The published study focuses on the variation in treatment approaches between different hospitals; this fluctuation is what the authors point to as an obstacle in treatment counseling. Any potentially lifesaving intervention provided post-birth is considered “active treatment.”
“Hospitals at which active treatment was more often initiated had higher rates of risk-adjusted survival both with and without impairment than did hospitals at which active treatment was less frequently initiated,” the study authors wrote, according to University of Alabama Birmingham News.
This has significant implications in counseling sessions with parents who are trying to make plans. Hospital statistics include data from a wide range of hospitals with accompanying variation in treatment protocols; these statistics are a key part of treatment decisions and projections for the babies. Using data from hospitals that did not treat 22 week old premature babies can skew numbers and present an inaccurate picture of the pros and cons of preterm delivery and treatment.
Even as technology advances, the very validity and role of such progress is held to question in the abortion debate. If such a small minority of infants survived—only 15 percent without impairment— should the standard of when abortion is “acceptable” still change?
Further complicating the matter is the estimation of gestational age and the variation in treatment approaches by different hospitals. The study found that out of 24 hospitals, four did not intervene for any 22-week-olds, five did for all 22-week-olds, and the rest had different approaches. The reasons as to why involve both the family’s decision and hospital policy, according to the study. The older the baby was, the more likely it was to receive active treatment.
When it comes to deciding treatment options, time is of the essence. Since infant age is a defining factor as to whether they receive treatment or not, redefining health protocols is essential. The study observed the difference in approaches to babies born in the same week, and revealed that many parents and doctors may “round up” when it comes to guessing gestational age in order to increase the infant’s chances of getting the medical attention it needs to survive.

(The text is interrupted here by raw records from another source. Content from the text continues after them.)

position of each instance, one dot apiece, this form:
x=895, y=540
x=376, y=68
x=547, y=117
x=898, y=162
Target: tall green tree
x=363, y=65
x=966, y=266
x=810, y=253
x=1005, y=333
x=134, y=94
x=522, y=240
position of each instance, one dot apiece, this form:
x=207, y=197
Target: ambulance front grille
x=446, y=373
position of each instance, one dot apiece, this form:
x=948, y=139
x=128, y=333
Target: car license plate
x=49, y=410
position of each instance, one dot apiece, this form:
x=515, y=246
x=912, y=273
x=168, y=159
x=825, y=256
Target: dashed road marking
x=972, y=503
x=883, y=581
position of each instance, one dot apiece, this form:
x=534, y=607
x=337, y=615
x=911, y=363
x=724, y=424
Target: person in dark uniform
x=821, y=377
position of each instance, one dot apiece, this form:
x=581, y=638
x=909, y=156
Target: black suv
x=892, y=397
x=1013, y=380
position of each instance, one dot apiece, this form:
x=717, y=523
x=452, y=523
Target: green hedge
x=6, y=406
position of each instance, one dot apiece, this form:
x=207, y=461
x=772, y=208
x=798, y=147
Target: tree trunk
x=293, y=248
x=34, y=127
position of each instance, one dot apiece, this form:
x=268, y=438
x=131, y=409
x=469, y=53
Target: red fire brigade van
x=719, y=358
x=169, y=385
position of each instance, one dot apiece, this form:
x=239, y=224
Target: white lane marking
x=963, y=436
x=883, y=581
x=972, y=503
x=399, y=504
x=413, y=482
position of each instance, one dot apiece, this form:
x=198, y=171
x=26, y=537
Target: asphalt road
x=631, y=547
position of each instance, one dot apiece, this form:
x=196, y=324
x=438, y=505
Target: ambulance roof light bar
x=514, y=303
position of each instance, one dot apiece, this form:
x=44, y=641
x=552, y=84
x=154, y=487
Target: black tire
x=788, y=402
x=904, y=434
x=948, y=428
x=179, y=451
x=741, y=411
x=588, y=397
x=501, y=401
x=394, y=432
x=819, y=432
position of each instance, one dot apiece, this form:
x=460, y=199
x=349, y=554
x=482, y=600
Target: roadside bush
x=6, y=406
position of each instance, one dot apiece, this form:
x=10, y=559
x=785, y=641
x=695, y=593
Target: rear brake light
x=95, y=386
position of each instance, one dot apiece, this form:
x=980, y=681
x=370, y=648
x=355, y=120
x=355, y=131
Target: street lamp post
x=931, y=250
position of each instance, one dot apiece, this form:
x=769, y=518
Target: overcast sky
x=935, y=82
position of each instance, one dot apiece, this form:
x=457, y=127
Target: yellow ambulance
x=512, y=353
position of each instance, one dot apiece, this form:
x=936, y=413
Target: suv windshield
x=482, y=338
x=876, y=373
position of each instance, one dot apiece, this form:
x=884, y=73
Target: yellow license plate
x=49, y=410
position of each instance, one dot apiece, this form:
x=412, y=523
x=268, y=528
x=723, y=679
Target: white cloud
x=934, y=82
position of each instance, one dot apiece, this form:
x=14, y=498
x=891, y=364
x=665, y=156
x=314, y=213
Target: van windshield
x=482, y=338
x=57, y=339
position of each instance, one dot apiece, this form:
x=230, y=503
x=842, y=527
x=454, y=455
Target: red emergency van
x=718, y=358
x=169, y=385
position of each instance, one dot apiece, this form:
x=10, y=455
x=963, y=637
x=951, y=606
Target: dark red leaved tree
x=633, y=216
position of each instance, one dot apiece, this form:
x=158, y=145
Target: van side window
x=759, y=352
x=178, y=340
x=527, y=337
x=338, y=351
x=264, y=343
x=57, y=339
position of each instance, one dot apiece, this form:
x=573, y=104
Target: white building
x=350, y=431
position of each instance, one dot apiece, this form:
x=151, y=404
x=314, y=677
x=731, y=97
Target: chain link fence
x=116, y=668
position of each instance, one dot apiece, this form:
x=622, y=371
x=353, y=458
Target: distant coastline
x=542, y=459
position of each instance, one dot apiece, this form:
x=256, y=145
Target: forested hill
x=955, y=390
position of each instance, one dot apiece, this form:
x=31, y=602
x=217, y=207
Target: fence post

“It’s very difficult to say to a mother, ‘If you deliver today, I’m going to do nothing, but if you deliver tomorrow, I’m going to do everything,’” said Marlow to the New York Times.
Increasingly, technology plays a controversial role in prenatal and neonatal healthcare decisions. This has already been seen in politics, such as the ultrasound and defect screening processes. With the viability standard being tentatively pushed earlier as the power of intervention is brought to light, perception will inevitably change. If a new line is drawn at 22 weeks, the chance to restrict abortion will emerge and medical personnel will have a new consideration when deliberating their plans of action with parents.
The first cited author of the study is Matthew Rysavy, a fourth-year medical student. He and the corresponding author, Edward Bell, M.D., are of the University of Iowa. Wally Carlo, M.D., is director of the Division of Neonatology and Newborn Nurseries at the University of Alabama at Birmingham. The other 14 co-authors come from the University of Iowa; RTI International in Research Triangle Park in North Carolina and Rockford, Maryland; Stanford University; Emory University; Brown University; Wayne State University; Case Western Reserve University; the University of Texas Medical School; Duke University; and the Eunice Kennedy Shriver National Institute of Child Health and Human Development.